March 19, 1984 · Arkansas Supreme Court · 83-263
282 Ark. 61, 667 S.W.2d 637

Mrs. H. C. WALKER, Alva Marie ROWBOTHAM and Jewell Belle PRESSON v. Earl HOOKER, Joy HOOKER, Dale Clyde WALKER, Joann WALKER, Bill WALKER, Betty WALKER and Dixie Retta DIXON

83-263

667 S.W.2d 637

Supreme Court of Arkansas

Opinion delivered March 19, 1984

*64 Daily, West, Core, Coffman <kr Canfield, by: Stanley A. Le asure, for appellants.

Maddox & Miller, for appellee.

P.A. Hollingsworth, Justice.

During his lifetime, H. C, Walker, also known as Clyde Walker, now deceased, was in the construction and building supply business. He and his wife had six children, all of whom are now adults. As a corollary to his businesses and for other reasons, he acquired and sold real property. Usually, H. C. Walker provided the funds for the acquisition of the real property. Occasionally one of the children would also provide part of the purchase price. The same practice was followed regarding the purchase of personal property which is also involved in the present controversy.

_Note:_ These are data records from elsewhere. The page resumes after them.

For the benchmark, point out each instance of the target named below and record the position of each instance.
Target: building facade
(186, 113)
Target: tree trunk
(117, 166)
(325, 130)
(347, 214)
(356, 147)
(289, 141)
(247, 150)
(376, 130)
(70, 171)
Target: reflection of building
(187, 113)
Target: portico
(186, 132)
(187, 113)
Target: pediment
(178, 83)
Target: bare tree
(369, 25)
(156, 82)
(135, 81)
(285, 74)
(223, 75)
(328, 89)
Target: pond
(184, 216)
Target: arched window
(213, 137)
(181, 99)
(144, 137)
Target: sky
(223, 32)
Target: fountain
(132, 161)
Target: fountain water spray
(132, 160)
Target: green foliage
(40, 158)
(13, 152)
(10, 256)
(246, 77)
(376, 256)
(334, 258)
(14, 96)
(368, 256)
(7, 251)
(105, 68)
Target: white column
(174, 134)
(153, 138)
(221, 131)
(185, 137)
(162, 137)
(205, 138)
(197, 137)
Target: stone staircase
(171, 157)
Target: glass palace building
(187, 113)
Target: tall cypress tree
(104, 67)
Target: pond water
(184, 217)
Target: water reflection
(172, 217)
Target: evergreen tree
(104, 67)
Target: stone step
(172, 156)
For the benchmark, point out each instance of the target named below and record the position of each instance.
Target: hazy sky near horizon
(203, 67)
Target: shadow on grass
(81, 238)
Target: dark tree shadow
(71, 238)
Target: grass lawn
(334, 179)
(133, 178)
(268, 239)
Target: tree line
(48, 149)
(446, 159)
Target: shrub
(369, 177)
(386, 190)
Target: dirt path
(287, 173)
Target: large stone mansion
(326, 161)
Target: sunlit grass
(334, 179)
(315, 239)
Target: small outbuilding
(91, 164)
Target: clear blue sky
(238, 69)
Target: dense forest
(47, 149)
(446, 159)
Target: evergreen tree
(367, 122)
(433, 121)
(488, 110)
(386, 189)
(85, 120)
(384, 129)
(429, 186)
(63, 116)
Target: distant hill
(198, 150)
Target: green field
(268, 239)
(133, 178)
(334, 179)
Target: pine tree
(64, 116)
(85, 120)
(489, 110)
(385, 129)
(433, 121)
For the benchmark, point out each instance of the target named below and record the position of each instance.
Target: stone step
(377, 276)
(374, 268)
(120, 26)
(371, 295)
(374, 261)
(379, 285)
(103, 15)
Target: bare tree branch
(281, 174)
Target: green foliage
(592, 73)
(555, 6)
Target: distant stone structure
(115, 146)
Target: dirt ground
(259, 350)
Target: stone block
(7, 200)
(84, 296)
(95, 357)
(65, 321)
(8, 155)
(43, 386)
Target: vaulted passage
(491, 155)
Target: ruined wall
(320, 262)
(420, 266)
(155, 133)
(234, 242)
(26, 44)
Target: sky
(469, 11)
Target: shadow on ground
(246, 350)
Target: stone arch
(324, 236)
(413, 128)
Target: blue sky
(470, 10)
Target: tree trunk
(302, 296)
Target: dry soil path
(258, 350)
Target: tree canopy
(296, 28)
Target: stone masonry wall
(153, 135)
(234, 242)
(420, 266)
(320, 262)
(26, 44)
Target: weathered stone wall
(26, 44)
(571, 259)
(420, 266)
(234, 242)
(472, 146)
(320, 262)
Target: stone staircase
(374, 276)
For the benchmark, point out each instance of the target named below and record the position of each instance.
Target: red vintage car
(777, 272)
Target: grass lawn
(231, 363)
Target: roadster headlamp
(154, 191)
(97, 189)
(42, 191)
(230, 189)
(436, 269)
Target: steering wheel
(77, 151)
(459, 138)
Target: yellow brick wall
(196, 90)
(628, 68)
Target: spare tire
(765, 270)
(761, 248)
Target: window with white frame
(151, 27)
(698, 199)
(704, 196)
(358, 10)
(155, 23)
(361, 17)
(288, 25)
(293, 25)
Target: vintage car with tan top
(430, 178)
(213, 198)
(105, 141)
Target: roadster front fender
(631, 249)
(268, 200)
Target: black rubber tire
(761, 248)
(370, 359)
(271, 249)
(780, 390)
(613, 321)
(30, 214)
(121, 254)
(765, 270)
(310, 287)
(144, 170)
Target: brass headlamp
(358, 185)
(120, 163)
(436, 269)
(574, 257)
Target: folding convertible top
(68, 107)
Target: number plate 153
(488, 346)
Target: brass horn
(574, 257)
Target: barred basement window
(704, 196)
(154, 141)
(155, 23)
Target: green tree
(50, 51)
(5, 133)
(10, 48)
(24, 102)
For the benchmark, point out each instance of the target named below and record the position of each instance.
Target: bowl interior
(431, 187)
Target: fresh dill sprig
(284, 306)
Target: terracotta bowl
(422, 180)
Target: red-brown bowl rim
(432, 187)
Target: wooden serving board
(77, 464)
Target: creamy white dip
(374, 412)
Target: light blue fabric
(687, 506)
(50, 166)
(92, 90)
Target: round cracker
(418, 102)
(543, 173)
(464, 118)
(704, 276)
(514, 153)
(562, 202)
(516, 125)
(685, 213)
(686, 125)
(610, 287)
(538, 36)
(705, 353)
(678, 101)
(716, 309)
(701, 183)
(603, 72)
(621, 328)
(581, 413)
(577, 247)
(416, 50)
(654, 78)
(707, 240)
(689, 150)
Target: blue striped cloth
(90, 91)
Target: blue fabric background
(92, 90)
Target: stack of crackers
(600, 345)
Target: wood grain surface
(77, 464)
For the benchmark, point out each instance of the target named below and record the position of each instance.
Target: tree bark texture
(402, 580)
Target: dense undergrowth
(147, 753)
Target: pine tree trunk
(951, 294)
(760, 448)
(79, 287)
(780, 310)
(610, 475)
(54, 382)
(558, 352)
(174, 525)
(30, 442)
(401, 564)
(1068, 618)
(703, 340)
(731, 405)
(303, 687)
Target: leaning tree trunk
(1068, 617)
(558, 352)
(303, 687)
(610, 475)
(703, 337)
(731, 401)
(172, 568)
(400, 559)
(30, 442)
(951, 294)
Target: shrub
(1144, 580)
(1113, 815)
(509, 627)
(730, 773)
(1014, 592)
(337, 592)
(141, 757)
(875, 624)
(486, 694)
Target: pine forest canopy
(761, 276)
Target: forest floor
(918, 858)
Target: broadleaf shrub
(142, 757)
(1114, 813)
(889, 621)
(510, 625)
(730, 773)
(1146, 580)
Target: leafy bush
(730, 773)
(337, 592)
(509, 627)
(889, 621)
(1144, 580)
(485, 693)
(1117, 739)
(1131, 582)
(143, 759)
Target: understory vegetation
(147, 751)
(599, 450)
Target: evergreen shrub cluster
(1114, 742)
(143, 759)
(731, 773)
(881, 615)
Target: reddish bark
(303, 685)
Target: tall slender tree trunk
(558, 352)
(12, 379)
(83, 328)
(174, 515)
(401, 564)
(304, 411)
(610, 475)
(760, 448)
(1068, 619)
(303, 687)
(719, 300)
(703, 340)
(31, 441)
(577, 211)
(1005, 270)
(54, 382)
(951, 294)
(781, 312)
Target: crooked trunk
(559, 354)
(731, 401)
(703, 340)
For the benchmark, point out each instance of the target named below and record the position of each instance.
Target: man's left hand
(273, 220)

When the real property was sold, and a promissory note *65and mortgage were taken from the purchasers, the general practice was that the mortgage and promissory note would be placed in the name of either one of the three children who had maintained a life-long, close relationship with their father. The incomes from the properties or promissory notes were paid to H. C. Walker and occasionally to the child in whose name the note or property was listed. Usually then the child, upon request, turned the payments over to H. C. Walker. However, sometimes that child would keep the income. At other times, H. C. Walker would give that child a small sum of money at the time of the transaction.

Also involved in this controversy are certain money market certificates and certificates of deposit, each of which H. C. Walker had purchased jointly in his name and the name of one of his children. In each case either the certificate itself and/or the signature card indicated that the named owners were joint tenants with the right of survivorship or that the account was payable to the survivor. In each case, H. C. Walker had signed either the duplicate certificate receipt itself and/or the signature card.

Following the death of H. C. Walker, Dale Clyde Walker, H. C. Walker’s son and the executor named in H. C. Walker’s will, commenced probate proceedings in the Polk County Probate Court.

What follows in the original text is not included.